I could talk about our Constitution, particularly Article 44, which says “The State guarantees not to endow any religion”, or I could talk about the fifth amendment, which, on January 5, 1973, removed the special position of the Catholic Church. Whatever about the legalities of putting a symbol, exclusive to one religion, above the chamber of a decision-making arm of our republic, it is immoral.
I could talk about the Bible and its corrupt morality: for example, the oppression of women, and the promotion of slavery, and of death as punishment for homosexuality, among other ‘crimes’, but that would be beside the point. The point is this: our republic is about freedom, freedom of speech, freedom of religion (or none), freedom to express ones views (even christianity) without fear of repercussion from those who disagree. It is about respecting diversity.

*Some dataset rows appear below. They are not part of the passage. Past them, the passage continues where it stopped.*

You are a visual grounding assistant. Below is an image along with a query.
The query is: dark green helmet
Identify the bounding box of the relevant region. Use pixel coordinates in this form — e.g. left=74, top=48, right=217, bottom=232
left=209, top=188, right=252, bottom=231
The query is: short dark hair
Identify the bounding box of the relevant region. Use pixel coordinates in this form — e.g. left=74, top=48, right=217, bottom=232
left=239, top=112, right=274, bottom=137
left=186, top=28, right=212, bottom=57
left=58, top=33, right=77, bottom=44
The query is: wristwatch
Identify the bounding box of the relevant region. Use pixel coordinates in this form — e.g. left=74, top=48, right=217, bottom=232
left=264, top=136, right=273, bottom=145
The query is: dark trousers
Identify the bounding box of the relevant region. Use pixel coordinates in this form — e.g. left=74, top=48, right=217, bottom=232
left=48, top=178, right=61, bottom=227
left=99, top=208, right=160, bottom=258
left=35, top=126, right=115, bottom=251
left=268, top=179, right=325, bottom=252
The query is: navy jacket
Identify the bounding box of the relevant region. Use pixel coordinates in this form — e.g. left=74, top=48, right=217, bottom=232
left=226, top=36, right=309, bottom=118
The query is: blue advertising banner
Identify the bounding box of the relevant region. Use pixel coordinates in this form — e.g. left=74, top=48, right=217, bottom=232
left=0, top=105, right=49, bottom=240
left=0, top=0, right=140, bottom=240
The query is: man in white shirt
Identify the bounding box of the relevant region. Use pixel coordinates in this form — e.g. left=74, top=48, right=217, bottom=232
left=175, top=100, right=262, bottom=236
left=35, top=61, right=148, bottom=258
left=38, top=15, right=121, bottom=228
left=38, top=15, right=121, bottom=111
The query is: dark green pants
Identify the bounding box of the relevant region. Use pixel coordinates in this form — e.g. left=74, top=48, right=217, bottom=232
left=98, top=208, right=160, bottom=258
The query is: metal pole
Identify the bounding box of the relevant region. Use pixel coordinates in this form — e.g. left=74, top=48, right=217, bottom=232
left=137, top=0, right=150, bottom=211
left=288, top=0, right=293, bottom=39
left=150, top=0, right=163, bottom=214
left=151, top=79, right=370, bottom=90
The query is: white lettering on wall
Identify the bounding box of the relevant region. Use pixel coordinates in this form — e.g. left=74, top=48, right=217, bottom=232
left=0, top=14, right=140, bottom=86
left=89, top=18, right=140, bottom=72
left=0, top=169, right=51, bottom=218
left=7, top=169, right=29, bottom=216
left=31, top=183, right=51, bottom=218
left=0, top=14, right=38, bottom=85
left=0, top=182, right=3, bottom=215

Placing a religious symbol in a council chamber, a chamber that is tasked with representing all of the people, is simply wrong. The test for those who support the erection of this crucifix is this: change the cross for the symbol of another religion. How would that make you feel? How would you feel if a county council had a majority that subscribed to Sharia law as guidance for decision-making?
To those who support religious symbols in institutions of our democracy, I say this: be careful what you wish for. The religious symbol, hanging over those issues that impact your lives, may yet be the symbol of another religion to which you don’t identify. Do onto others as you would have done onto you.
Ireland is not a Catholic country, as some like to claim. It is a secular republic, the constitution of which guarantees to protect the religious freedom of all. Supposedly.